After moving to Osaka, I fell outside the delivery area for Ito Yokado's net supermarket, which I'd been a heavy user of in Tokyo. For a while I was using other services instead — useful for collecting competitive insights, but not the same. Then in mid-November, Life's net supermarket — run on Stailer, 10X's platform — launched in my neighborhood.

From that point I went into dogfooding mode. Over 45 days I ordered 16 times, spending nearly ¥100,000 — essentially our entire food budget for the period.

Life has multiple private-label lines and the product selection is genuinely fun. The app experience was also excellent — I kept thinking, who built this? They did a great job.

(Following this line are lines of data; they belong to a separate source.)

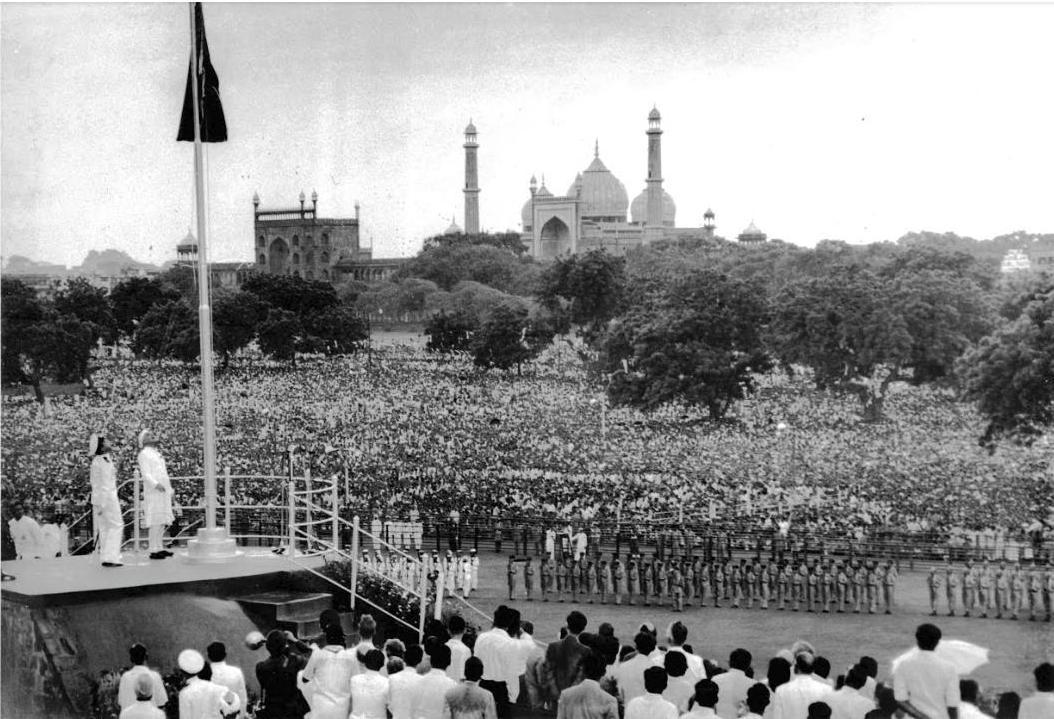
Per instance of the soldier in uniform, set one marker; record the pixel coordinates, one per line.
(632, 580)
(890, 586)
(647, 580)
(843, 586)
(1018, 583)
(528, 577)
(546, 571)
(619, 575)
(604, 579)
(952, 581)
(969, 588)
(934, 581)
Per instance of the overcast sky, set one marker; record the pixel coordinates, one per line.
(856, 122)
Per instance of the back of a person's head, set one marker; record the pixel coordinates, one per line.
(819, 710)
(367, 627)
(779, 672)
(705, 693)
(676, 663)
(216, 652)
(655, 680)
(856, 677)
(1010, 704)
(928, 636)
(821, 667)
(757, 698)
(645, 643)
(374, 660)
(576, 622)
(803, 662)
(440, 657)
(593, 666)
(413, 655)
(473, 668)
(137, 653)
(678, 633)
(740, 659)
(1045, 677)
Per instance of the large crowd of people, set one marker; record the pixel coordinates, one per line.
(410, 433)
(459, 673)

6. MOTU M2 + Cloudlifter CL-1 + SHURE SM7B

(Product links)

With online meetings and podcasts filling more and more of my day, I've become increasingly particular about audio quality. This year I made a significant investment in my setup.

Upgraded from a Blue Yeti to a SHURE SM7B (microphone), added a Cloudlifter CL-1 (preamp booster), and a MOTU M2 (audio interface). I noticed a real improvement in quality immediately — and then recently finally learned the "right" way to use it all, and the effect jumped again.

(Audio samples)

I bought all of this myself, only to later remember that our company has a home office equipment subsidy. Whoops.

7. Mitene Calendar (みてね)

image

Mitene (みてね) is a popular Japanese family photo-sharing app. If you have young children and haven't ordered a Mitene calendar yet, there's still time — order right now. Especially if your kids are old enough to write: the value multiplies by 10. You can use the numbers they wrote by hand to make the calendar.

I started making these last year, and when this year's calendar arrived, my son's handwriting had grown so much since last year. It hit me hard.

The January 2023 calendar has a photo from our first days in Osaka — me walking both boys to school and kindergarten. They had every reason to be anxious, but their smiles were blinding.


That's the list.

On the selling side: I tried selling old clothes and sneakers at Second Street (a Japanese chain that buys secondhand goods on the spot) and it was surprisingly good. Sellable items went for similar prices to Mercari, and even items with no market value came away at 50% of Mercari pricing — all within about an hour of assessment and done. Compared to the time and hassle of individual listings, the value was excellent. Highly recommend it.

Looking forward to a demanding year ahead — but I'll enjoy building up material for next year's list, and the next Mitene calendar.